Regisseurin Luzie Loose: Schwimm mal wieder im Schlachtensee

Der Debütfilm der Berliner Regisseurin erzählt vom Aufwachsen in Zehlendorf. In Südkorea wurde er gefeiert – nun läuft er beim Festival „Achtung Berlin“.

Es ist kurz nach Schulschluss, die Jungs aus Dahlem sitzen mit freiem Oberkörper auf Bierkisten. Vom Ufer aus schicken die Bluetooth-Boxen blecherne Versatzstücke Deutsch-Rap auf den Spazierweg. Es ist der erste warme Frühlingstag in Berlin, Regisseurin Luzie Loose stellt erleichtert fest, es habe sich nichts verändert. „Am Schlachti hat sich alles abgespielt. Das erste Date, der erste Kuss, das erste Mal rauchen. Und wenn du früher als alle anderen nach Hause musstest – Katastrophe.“

Den Weg vorbei an Lindner, unterm S-Bahnhof zur Wiese am Ufer kennt die 30-Jährige in- und auswendig. Nach der Grundschule zog sie mit ihrer Mutter von Reinickendorf in den Südwesten der Stadt. Die prägenden Jahre zwischen 12 und 19 verbrachte Loose in Zehlendorf. Nach dem Abi zog es sie nach Kreuzberg. Sie studierte an der Universität der Künste, bevor sie an der Filmakademie Ludwigsburg ihr Regiestudium absolvierte.

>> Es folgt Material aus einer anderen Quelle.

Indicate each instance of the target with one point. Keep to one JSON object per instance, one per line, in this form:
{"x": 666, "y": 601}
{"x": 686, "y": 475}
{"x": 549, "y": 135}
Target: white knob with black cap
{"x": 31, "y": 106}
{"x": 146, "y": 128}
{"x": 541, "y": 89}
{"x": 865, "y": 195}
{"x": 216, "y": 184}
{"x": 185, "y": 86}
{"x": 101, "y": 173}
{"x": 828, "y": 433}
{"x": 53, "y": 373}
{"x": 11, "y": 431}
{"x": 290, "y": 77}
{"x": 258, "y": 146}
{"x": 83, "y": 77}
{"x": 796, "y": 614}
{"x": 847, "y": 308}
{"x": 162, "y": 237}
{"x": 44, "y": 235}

Für „Schwimmen“, ihren ersten Langfilm, der jetzt auf dem Festival „Achtung Berlin“ seine hiesige Premiere hat, ist sie zurück nach Berlin gekommen. „Es stimmt, dass diese Geschichte auch woanders stattfinden könnte, aber alle diese Erinnerungen, all diese Orte und Ideen, die ich mitbringe, um diesen speziellen Film zu machen, sind eben mit den Orten hier verknüpft.“ Mit Berlin, Zehlendorf, dem Schlachtensee.

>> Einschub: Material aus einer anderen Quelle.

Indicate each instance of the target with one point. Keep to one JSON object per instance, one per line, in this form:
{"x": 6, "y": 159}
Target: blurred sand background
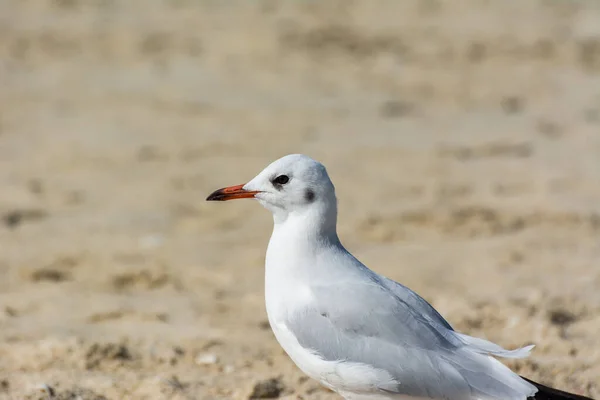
{"x": 463, "y": 139}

Die Suche nach den richtigen Drehorten dauerte genauso lange wie die Suche nach den richtigen Schauspielerinnen. Das Berliner Publikum kann dafür nur dankbar sein, wurde die Stadt in der Vergangenheit auf der Leinwand allzu oft zur kontextlosen Projektionsfläche oder austauschbaren Bühne für die Neurosen ihrer Bewohner degradiert. „Schwimmen“ erzählt die Geschichte zweier Mädchen, die zu ungleichen Verbündeten werden.

Während der Mikrokosmos Schule und die Unbarmherzigkeit der sozialen Medien eine unberechenbare Dynamik entwickeln, werden die beiden jungen Frauen zu gegenseitigen Fixpunkten. Drei Jahre lang hat Loose an dem Film gearbeitet. „Schwimmen“, das war zunächst nur der Name für eine Sammlung von Textstücken, Essays und Artikeln, die sich Schritt für Schritt zum Drehbuch kondensierten.

„Wir“, das ist ein Wort, das die Berlinerin oft verwendet

Irgendwann war klar, dass schwimmen auch sinnbildlich für das Dilemma der Jugend steht – wenn alles immer zugleich aufregend und verunsichernd ist und es nichts zum Festhalten gibt. „Wenn du jung bist, bewegst du dich auf einer ganz anderen Emotionsskala. Ich habe das Gefühl, an diese Spannbreite von Emotionen kommt man, wenn man älter wird, gar nicht mehr ran“, erklärt Loose ihre Faszination von dieser Zeit.

Doch Filme über das Erwachsenwerden gibt es viele und nicht wenige scheitern bei dem Versuch, ein Gefühl abzubilden, aus dem der Autor längst herausgewachsen ist. „Filmemacher betrachten die Jugendliche oft wie exotische Tiere, so nach dem Motto: ‚Ah, ist ja interessant, was die da so alles machen.’ Wir haben versucht, nicht in diese Falle zu tappen“, erklärt Loose.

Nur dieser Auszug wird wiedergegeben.